Eternal Towers of Hell vs Tower of Hell (2026) — Which Roblox Obby Wins?
Eternal Towers of Hell and Tower of Hell are the two heavyweights of the no-checkpoint tower-obby genre, but they play very differently. Tower of Hell throws a fresh randomized tower at the whole server each round. Eternal Towers of Hell (EToH) is a curated difficulty climb with permanent progression, Rings, and 11 tiers.

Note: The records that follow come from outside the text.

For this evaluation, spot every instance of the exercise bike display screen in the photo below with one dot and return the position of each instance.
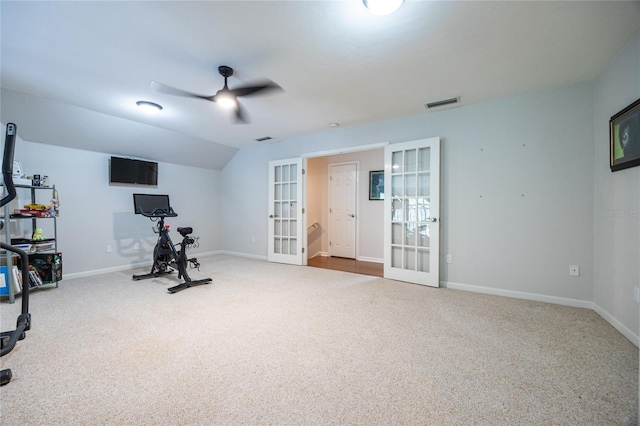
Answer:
(149, 203)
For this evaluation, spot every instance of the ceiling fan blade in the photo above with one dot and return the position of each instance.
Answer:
(158, 87)
(250, 90)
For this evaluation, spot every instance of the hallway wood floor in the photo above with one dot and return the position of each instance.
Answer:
(347, 265)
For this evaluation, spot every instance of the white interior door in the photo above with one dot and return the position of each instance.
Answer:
(342, 210)
(412, 211)
(285, 211)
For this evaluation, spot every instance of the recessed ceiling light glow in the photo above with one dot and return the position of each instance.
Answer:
(149, 107)
(382, 7)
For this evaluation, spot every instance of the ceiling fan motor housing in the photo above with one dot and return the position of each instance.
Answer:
(225, 71)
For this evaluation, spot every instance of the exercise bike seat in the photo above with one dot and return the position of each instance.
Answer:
(185, 231)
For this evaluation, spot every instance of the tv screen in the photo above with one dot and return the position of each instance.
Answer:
(127, 170)
(148, 203)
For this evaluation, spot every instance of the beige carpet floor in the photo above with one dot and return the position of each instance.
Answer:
(272, 344)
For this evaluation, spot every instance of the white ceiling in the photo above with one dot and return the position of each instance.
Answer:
(71, 72)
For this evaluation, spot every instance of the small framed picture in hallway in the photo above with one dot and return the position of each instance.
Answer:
(376, 185)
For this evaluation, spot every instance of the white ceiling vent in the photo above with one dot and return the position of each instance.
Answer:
(442, 103)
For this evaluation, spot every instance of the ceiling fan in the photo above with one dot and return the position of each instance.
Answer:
(225, 97)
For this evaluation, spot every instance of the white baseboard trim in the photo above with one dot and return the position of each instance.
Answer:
(576, 303)
(370, 259)
(624, 330)
(250, 256)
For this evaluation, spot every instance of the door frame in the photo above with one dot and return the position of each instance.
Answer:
(327, 153)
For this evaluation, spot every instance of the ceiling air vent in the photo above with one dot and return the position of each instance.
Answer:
(442, 103)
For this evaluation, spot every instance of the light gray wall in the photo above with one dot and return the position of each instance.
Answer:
(94, 213)
(370, 231)
(517, 195)
(617, 195)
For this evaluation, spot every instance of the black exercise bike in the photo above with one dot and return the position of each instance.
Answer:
(8, 339)
(166, 258)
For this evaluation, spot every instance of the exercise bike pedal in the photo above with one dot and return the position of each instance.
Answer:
(151, 275)
(188, 284)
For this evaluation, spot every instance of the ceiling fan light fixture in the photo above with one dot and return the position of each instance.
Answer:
(382, 7)
(226, 100)
(149, 107)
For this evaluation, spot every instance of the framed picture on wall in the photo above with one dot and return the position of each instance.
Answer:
(624, 138)
(376, 185)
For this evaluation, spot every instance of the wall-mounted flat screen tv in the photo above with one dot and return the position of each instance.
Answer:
(127, 170)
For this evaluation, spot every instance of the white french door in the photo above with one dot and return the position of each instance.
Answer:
(285, 211)
(342, 210)
(412, 211)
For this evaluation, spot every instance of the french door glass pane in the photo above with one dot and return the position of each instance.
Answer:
(424, 235)
(396, 186)
(410, 259)
(396, 162)
(410, 185)
(409, 234)
(424, 160)
(396, 210)
(423, 209)
(396, 257)
(396, 233)
(424, 184)
(410, 209)
(410, 161)
(423, 260)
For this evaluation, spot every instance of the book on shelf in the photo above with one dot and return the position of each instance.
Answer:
(4, 280)
(34, 279)
(48, 266)
(34, 246)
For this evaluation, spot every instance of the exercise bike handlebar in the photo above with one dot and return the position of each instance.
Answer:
(159, 213)
(7, 165)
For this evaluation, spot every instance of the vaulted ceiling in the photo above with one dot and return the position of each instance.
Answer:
(71, 72)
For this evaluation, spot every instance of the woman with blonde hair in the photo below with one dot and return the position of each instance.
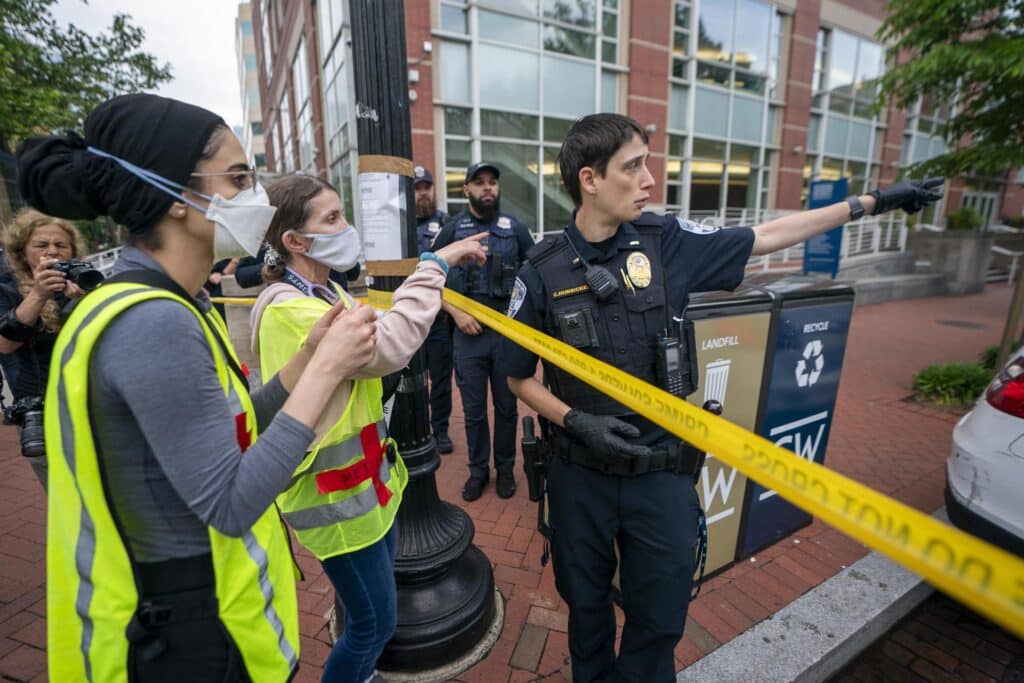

This 2026 comparison breaks down structure, difficulty, codes, and which one fits you.
In This Comparison
Quick Overview
| Feature | Eternal Towers of Hell | Tower of Hell |
|---|---|---|
| Structure | Curated towers in Rings, permanent progression | One randomized tower per timed round |
| Checkpoints | None | None |
| Difficulty | 11 tiers, Easy to Catastrophic | Randomized, generally round-beatable |
| Pace | Long-term skill climb | Fast, social, bite-sized rounds |
| Worlds/content | Two worlds, many Rings, citadels & steeples | Endless random generation |
| Codes | None | Limited redeemables only |
Gameplay & Structure
Tower of Hell is built for speed and socializing. Each round, the game generates a single randomized tower on a shared timer, and the whole server races it at once. When the timer runs out or everyone finishes, a new tower spawns. There are no checkpoints, so it is challenging, but each tower is designed to be beatable within a round — the fun is the variety and the head-to-head energy of a full server climbing together.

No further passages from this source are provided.